My employer charges $240/hour for my time. But I will also answer questions for free. It isn't hard, but can be time consuming. Get all of the content they want on a piece of paper, written out, before you start.
This.

I design and develop websites for a living. I currently work for a company that has no SDLC (software development lifecycle) whatsoever. I cannot tell you how many manhours (otherwise known as money) we've wasted by not having structure.

For you, that structure begins with having a VERY well-defined set of expectations already laid out BEFORE you talk to any developers or go futzing around in Wordpress. Lay out the features that you need. Determine the content you need to have. Take a pad of paper and sketch out all of the pages in a VERY basic manner (don't get detailed... literally use big chunky boxes to define content areas/features). Lay those pages out on a table and see if they make sense from a navigational point of view.

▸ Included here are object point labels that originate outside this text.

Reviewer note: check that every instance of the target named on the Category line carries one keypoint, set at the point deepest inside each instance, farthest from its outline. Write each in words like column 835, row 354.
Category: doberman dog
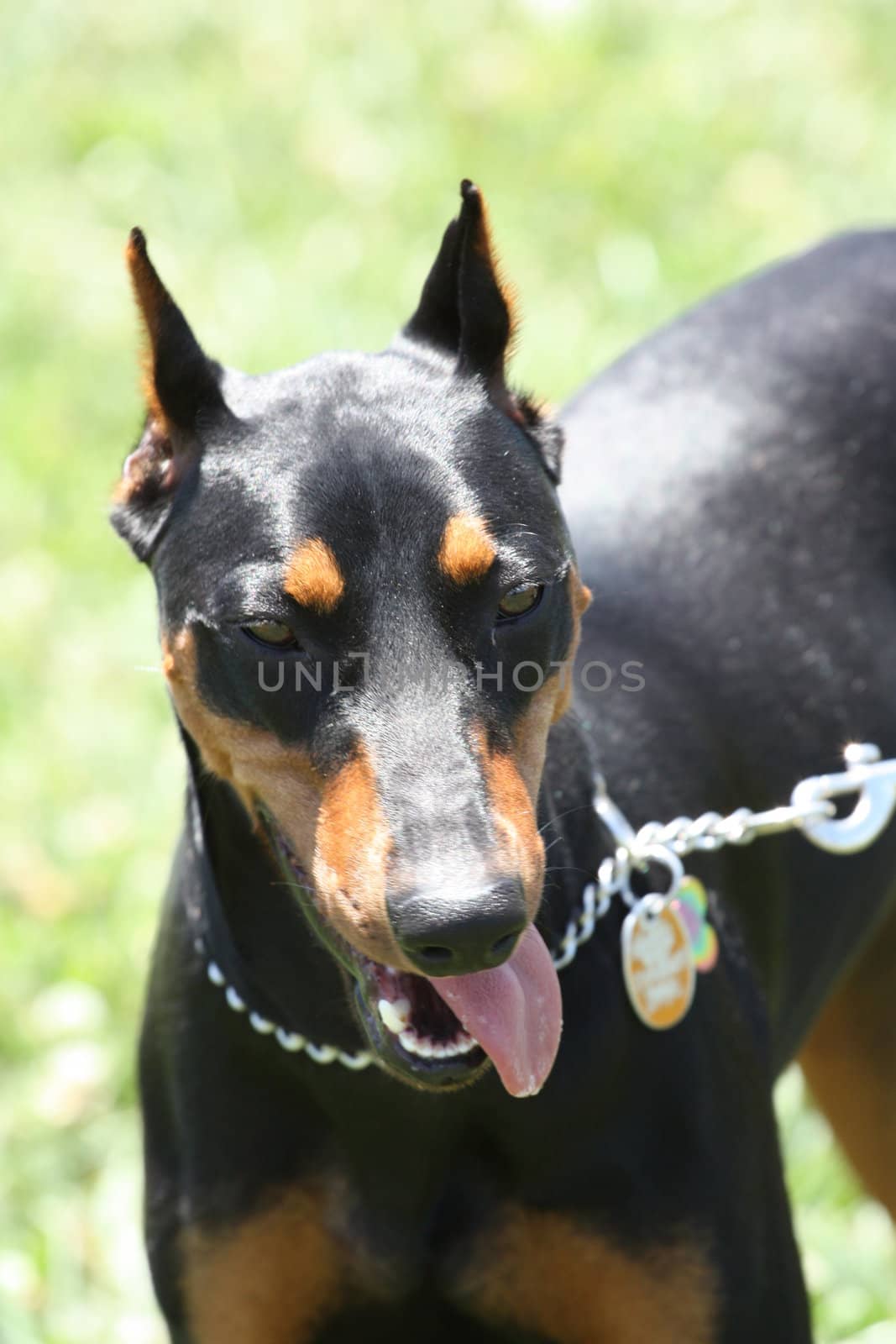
column 363, row 1116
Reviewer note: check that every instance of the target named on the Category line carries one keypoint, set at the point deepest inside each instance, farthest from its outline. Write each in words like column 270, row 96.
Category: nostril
column 448, row 936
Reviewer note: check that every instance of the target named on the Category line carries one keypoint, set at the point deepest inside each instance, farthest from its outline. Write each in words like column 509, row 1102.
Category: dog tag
column 658, row 964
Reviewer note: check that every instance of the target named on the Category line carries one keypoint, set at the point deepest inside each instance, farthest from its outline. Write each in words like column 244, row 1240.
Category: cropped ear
column 181, row 387
column 466, row 312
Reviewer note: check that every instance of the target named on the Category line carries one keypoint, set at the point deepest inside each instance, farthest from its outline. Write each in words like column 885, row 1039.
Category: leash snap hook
column 866, row 774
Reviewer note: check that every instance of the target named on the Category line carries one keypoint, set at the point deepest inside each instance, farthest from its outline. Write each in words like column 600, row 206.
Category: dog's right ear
column 181, row 387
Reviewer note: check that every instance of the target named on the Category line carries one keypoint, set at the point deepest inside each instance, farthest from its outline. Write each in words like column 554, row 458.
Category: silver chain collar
column 812, row 810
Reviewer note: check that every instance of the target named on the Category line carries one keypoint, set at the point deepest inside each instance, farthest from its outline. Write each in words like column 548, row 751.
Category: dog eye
column 520, row 600
column 271, row 635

Then you can either take that stuff to a developer or try to wring it out in Wordpress yourself.

Much like any other occupation, you often get what you pay for. $1,500 is probably a bit much for a relatively basic site, but once you start adding in things like instructor scheduling, aircraft scheduling, an admin interface to manage all that... the cost will start to creep up there.
 
Why not use Flightschedulepro.com? Why reinvent the wheel.
I have a web designer working on the project who I found through this thread. I am very satisfied with him so far. As for Flightschedulepro.com... 1. That is not a website, it is a member scheduling portal. 2. We use schedulepointe.com which is not as pretty looking but is much more robust and flows better overall (less mouse clicking to perform routine task). Thanks for all the recommendations everyone. Always appreciated!
 
$1500 actually isn't all that much if the site requires creative/graphic design, copy/content creation, backend DB integration and a reasonable scope of work for changes/maintenance going forward for a period of time. SteveCostello, correct me if I'm wrong, but even a 5-10 page site these days, with ANY back-end work, is going to take at LEAST 1.5-1.75 man-hours per page if all of those things are part of it?

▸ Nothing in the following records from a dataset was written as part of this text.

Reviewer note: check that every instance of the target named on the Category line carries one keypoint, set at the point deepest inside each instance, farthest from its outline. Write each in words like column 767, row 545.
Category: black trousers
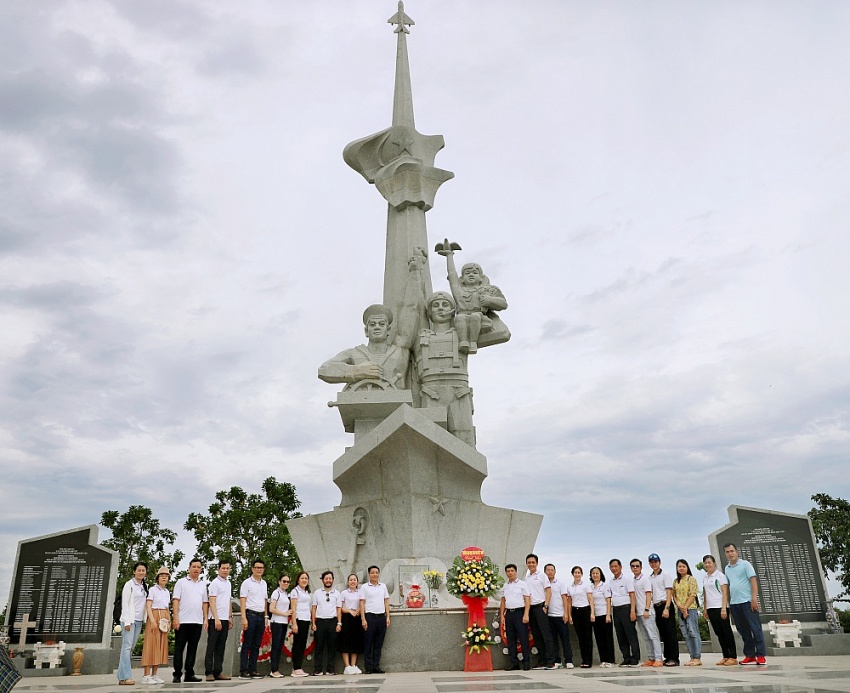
column 186, row 637
column 278, row 636
column 561, row 632
column 667, row 631
column 603, row 631
column 722, row 628
column 373, row 639
column 216, row 641
column 299, row 644
column 627, row 637
column 581, row 622
column 539, row 622
column 325, row 639
column 516, row 630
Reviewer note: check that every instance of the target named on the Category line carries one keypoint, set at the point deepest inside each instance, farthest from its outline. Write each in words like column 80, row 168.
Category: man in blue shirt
column 743, row 601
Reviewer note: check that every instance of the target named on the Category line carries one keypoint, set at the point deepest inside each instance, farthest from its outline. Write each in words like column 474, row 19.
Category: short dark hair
column 298, row 578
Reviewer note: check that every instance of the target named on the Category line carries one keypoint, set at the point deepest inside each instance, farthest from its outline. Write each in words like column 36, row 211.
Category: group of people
column 351, row 622
column 652, row 602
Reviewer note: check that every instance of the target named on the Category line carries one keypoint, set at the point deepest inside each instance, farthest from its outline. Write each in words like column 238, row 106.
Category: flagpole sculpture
column 411, row 482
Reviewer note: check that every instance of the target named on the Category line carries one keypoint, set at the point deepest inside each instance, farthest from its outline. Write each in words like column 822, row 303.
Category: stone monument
column 783, row 551
column 62, row 587
column 411, row 482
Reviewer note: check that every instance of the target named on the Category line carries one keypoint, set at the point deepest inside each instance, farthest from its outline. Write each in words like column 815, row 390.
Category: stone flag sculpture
column 411, row 482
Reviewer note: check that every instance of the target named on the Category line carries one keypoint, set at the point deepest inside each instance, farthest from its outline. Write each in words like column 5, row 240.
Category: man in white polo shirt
column 538, row 585
column 744, row 603
column 253, row 600
column 514, row 610
column 189, row 607
column 665, row 612
column 625, row 616
column 645, row 613
column 326, row 614
column 221, row 615
column 375, row 619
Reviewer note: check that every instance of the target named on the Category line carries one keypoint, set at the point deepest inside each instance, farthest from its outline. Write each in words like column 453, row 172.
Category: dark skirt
column 350, row 638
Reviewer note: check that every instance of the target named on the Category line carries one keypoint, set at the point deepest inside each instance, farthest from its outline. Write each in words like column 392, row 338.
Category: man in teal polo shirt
column 743, row 601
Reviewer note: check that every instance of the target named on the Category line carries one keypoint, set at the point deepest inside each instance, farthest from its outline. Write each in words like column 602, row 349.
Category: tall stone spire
column 399, row 161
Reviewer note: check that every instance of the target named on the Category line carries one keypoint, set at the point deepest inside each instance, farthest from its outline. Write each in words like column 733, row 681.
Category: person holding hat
column 155, row 646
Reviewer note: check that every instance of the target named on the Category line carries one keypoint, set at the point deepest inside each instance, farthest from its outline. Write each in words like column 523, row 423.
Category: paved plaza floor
column 780, row 675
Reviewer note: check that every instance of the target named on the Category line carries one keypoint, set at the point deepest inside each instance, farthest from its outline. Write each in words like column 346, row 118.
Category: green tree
column 138, row 536
column 831, row 523
column 242, row 526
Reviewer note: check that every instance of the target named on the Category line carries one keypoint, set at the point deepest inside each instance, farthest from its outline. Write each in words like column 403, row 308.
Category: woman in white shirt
column 299, row 604
column 155, row 647
column 350, row 641
column 279, row 608
column 715, row 610
column 582, row 610
column 133, row 598
column 603, row 626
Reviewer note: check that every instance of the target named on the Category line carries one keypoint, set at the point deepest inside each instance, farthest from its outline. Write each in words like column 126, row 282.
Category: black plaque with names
column 61, row 583
column 783, row 552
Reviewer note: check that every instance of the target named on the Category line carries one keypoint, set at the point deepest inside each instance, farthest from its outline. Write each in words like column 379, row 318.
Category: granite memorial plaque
column 64, row 583
column 783, row 551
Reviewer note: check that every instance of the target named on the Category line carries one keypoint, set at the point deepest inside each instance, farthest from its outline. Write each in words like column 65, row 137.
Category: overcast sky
column 659, row 188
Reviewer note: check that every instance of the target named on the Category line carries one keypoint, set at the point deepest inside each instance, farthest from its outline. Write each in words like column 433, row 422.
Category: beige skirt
column 155, row 646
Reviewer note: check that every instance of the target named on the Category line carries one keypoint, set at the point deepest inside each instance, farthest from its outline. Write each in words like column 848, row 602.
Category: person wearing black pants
column 514, row 610
column 624, row 614
column 326, row 615
column 300, row 606
column 375, row 619
column 558, row 617
column 538, row 586
column 582, row 608
column 716, row 610
column 665, row 613
column 603, row 628
column 190, row 609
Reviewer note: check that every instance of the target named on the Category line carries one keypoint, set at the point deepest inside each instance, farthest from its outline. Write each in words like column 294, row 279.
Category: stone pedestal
column 411, row 493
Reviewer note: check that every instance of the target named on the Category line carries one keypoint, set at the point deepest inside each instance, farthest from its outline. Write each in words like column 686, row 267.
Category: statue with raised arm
column 477, row 302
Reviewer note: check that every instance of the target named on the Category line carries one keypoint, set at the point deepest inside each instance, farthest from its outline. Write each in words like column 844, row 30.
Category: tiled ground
column 797, row 675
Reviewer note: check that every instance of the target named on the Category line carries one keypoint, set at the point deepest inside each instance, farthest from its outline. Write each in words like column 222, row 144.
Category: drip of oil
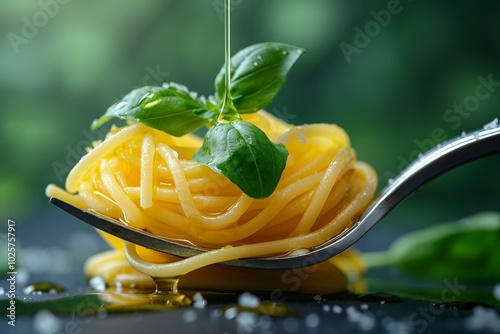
column 167, row 294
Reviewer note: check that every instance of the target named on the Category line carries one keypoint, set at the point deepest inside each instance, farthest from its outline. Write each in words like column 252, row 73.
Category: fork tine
column 128, row 233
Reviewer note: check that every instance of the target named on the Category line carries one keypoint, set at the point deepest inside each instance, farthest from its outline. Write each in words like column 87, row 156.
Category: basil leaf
column 242, row 152
column 257, row 74
column 170, row 108
column 467, row 249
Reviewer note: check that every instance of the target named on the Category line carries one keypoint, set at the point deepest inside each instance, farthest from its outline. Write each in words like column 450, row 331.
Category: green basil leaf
column 170, row 108
column 257, row 74
column 242, row 152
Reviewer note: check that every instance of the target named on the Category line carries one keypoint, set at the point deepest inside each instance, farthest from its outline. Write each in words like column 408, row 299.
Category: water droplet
column 42, row 287
column 491, row 125
column 120, row 105
column 149, row 101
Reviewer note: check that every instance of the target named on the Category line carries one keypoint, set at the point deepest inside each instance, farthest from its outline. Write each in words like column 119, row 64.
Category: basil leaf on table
column 467, row 250
column 257, row 74
column 170, row 108
column 242, row 152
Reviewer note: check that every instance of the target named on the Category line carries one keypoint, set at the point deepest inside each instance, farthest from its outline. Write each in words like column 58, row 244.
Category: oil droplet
column 167, row 294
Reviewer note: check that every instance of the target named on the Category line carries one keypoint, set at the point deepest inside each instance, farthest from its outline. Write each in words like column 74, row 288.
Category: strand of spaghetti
column 55, row 191
column 98, row 153
column 181, row 267
column 147, row 170
column 229, row 253
column 330, row 176
column 176, row 226
column 186, row 200
column 86, row 193
column 314, row 165
column 131, row 212
column 356, row 206
column 215, row 203
column 280, row 226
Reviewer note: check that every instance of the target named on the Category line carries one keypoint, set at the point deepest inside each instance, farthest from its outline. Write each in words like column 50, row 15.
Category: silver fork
column 442, row 158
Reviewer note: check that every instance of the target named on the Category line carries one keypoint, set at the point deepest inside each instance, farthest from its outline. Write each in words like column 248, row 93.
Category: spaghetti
column 146, row 178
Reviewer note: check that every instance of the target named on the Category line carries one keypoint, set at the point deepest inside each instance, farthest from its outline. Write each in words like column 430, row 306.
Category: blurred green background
column 392, row 86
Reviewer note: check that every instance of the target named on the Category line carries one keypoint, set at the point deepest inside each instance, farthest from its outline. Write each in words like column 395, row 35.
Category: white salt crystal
column 189, row 316
column 336, row 309
column 199, row 301
column 231, row 313
column 248, row 299
column 312, row 320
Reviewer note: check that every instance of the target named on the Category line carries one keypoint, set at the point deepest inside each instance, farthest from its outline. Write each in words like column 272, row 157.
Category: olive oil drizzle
column 228, row 110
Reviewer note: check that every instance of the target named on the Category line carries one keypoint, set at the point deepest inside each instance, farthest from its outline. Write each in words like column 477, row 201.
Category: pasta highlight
column 147, row 179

$1500 seems like a bargain to me if there's a lot going on.
 
If you have domestic resources work on it, a basic site can easily cost $3,000-5,000. If your morals permit you to use outsourced talent, you might pay $500-1,500 for the same product. With the many freelance websites the global talent pool is easily accessed. However, you generally need someone tech-savvy to project manage foreign resources, as communication barriers can be significant, and if there's any sort of commerce involved I'd seriously question taking that approach.

The main thing is to know what you want the site to do and have a good sense of how it should look and feel... even hand sketches help.

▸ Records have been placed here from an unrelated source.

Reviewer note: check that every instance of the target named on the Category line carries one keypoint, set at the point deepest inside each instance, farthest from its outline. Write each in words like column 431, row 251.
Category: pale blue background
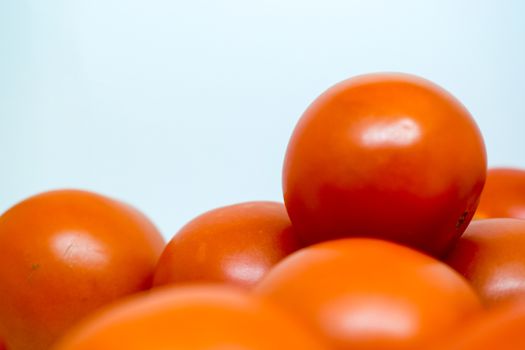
column 182, row 106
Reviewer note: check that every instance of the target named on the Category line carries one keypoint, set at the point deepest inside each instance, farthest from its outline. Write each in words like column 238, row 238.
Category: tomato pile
column 373, row 248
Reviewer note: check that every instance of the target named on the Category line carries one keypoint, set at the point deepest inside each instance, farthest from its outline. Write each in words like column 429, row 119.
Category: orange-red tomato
column 64, row 254
column 389, row 156
column 371, row 294
column 503, row 195
column 190, row 318
column 491, row 255
column 236, row 244
column 501, row 328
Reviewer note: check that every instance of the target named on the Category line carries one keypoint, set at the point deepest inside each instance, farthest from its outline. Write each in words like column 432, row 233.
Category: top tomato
column 387, row 155
column 503, row 195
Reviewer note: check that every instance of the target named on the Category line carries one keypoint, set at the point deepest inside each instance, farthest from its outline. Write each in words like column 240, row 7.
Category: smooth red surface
column 503, row 195
column 64, row 254
column 390, row 156
column 371, row 294
column 236, row 244
column 191, row 318
column 491, row 255
column 499, row 329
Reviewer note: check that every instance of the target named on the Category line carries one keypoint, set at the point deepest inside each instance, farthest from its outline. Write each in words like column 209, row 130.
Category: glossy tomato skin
column 503, row 195
column 65, row 253
column 491, row 255
column 371, row 294
column 236, row 244
column 501, row 329
column 389, row 156
column 191, row 318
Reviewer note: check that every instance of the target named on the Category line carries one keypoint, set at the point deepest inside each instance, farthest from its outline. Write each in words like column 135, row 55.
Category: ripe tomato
column 491, row 255
column 190, row 318
column 389, row 156
column 236, row 244
column 64, row 254
column 503, row 195
column 371, row 294
column 501, row 328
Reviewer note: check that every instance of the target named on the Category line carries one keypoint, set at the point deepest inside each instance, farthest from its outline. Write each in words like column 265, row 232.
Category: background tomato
column 190, row 318
column 503, row 195
column 236, row 244
column 64, row 254
column 371, row 294
column 501, row 328
column 386, row 155
column 491, row 255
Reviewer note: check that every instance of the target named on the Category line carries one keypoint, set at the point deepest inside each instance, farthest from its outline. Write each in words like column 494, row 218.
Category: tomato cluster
column 373, row 247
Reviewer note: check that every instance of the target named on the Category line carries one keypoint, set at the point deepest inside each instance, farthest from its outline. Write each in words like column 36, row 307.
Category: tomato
column 370, row 294
column 236, row 244
column 503, row 195
column 389, row 156
column 491, row 255
column 501, row 329
column 190, row 318
column 65, row 253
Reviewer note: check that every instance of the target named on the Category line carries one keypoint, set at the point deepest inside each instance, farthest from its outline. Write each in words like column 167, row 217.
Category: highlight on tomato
column 371, row 294
column 390, row 156
column 64, row 254
column 236, row 244
column 191, row 318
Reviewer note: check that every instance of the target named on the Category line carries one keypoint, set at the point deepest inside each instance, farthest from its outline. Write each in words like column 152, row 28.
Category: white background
column 181, row 106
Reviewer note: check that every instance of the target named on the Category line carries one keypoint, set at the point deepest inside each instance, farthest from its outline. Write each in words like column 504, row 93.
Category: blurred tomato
column 371, row 294
column 503, row 195
column 190, row 318
column 64, row 254
column 236, row 244
column 501, row 329
column 390, row 156
column 491, row 255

Try to have your web talent use common open content management systems, because you might need updates in 6 months or 2 years and your original programmers probably will not be around. Using something like Drupal, Joomla, or WordPress is going to make it a lot easier to find talented people who can update or add to it, and also make it much easier to add functionality quickly and cheaply because much of what you may think of has probably already been created as a module that can be plugged in, so you're not paying people to reinvent the wheel again and again.
 
SteveCostello, correct me if I'm wrong, but even a 5-10 page site these days, with ANY back-end work, is going to take at LEAST 1.5-1.75 man-hours per page if all of those things are part of it?

If I were to do more freelance work, $1,500 would be about what it would take to get a basic site out the door. The number of pages doesn't make too much of a difference to me, because I template all of my sites so I don't need to do the same work over and over and over. But yes... you start tucking in functionality that requires any sort of back end work (calendars, CMS, blog, etc) and it can start adding up pretty quickly. Although I'm a .NET developer by trade, for freelance clients that require something quick and relatively cheap, I go straight to Wordpress and just buy a template. Not worth my time to mess with a one-off design if they are paying peanuts.